After a couple swashbuckling miles of descent, the rocky mountainside, like a damped sine wave, crumbled into rolling grasslands. When the warm air of the plains rises, it creates a vacuum filled by the cold air rushing off the mountains; I sailed on this air until my maps sent me, at mile 62 for the day, on a hard left for 20 miles north toward the town of Augusta (elev: 4000 ft; pop: 315). I desperately missed my tailwind and cursed my cartographers for the tedium I was suffering. For what? The mountains now to my west were all but invisible behind the storm clouds; the grasslands to my east were great and all, but pretty standard fare as far as grasslands go. After a bend in the road 15 miles later, a verdant swath in the distance announced Augusta's valley home and my end for the day.
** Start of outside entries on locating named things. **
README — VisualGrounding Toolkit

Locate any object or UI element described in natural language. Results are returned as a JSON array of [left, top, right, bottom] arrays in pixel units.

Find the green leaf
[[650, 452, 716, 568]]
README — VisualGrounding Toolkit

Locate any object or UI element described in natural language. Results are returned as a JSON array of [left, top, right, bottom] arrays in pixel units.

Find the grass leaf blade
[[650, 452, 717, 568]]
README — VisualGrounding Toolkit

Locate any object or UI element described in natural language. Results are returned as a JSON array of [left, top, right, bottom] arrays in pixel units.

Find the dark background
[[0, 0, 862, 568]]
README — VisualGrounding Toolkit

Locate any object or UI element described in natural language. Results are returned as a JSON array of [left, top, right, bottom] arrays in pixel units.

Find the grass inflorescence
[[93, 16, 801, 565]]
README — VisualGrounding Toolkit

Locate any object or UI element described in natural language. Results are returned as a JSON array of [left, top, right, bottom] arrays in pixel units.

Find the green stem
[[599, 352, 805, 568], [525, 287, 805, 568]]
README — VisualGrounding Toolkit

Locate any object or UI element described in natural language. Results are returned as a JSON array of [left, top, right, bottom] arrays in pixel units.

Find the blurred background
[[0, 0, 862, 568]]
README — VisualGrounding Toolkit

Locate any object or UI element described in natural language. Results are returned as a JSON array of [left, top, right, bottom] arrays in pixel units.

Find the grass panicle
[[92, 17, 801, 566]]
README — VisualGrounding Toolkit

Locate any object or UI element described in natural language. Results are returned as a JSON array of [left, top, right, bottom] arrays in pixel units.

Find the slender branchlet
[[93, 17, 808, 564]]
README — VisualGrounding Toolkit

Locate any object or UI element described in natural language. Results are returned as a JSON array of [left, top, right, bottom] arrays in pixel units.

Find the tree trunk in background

I hadn't ridden a block into town (downtown Augusta is 3 blocks long, 1 block wide) before some folks waved me down. They were park rangers from Helena National Forest here for a week of fire training and they insisted I join their makeshift camp on the rodeo ground's lawn. They handed me a beer before I was off my bike and pointed me to everything I'd need to know for my one-night stay. It took me a minute to recognize that beer flowed more freely on the streets of this town than in most, but a mood of harmonious lawlessness certainly made me feel instantly at home. I set up camp and then, beer in hand, walked over to the Buckhorn bar.
Augusta isn't a city. It's county land. It's got a sheriff who works part time and seems to prefer the laissez-faire approach to law enforcement. In the month of June, Augusta's raison d'etre is its rodeo. This year, festivities culminate June 26. Right now it's the Senior Rodeo (participants need only be 40, which doesn't bode well for the profession). It used to be there was only one cop for the county and the jail was some 50-odd miles away in Helena so you could get away with just about anything during the rodeo ("Short of killing someone, the police wasn't gonna mess with you."). In the past two years, the state has sent in a fleet of 10 officers to maintain order during the rodeo's final weekend. This -- paired with the fact that Sotheby's seems to've just caught wind of the area -- has calcified the town's antiestablishmentarian/frontier ethos.
For me, indeed, it was a frontier. This morning, the clouds had cleared and to my west was a wall of rock; the wind whipped eastward just as eagerly as it had yesterday. There's only one direction for me to go. It feels real now.
I hooked up with the wind and rode an easy 57 miles downhill to Great Falls.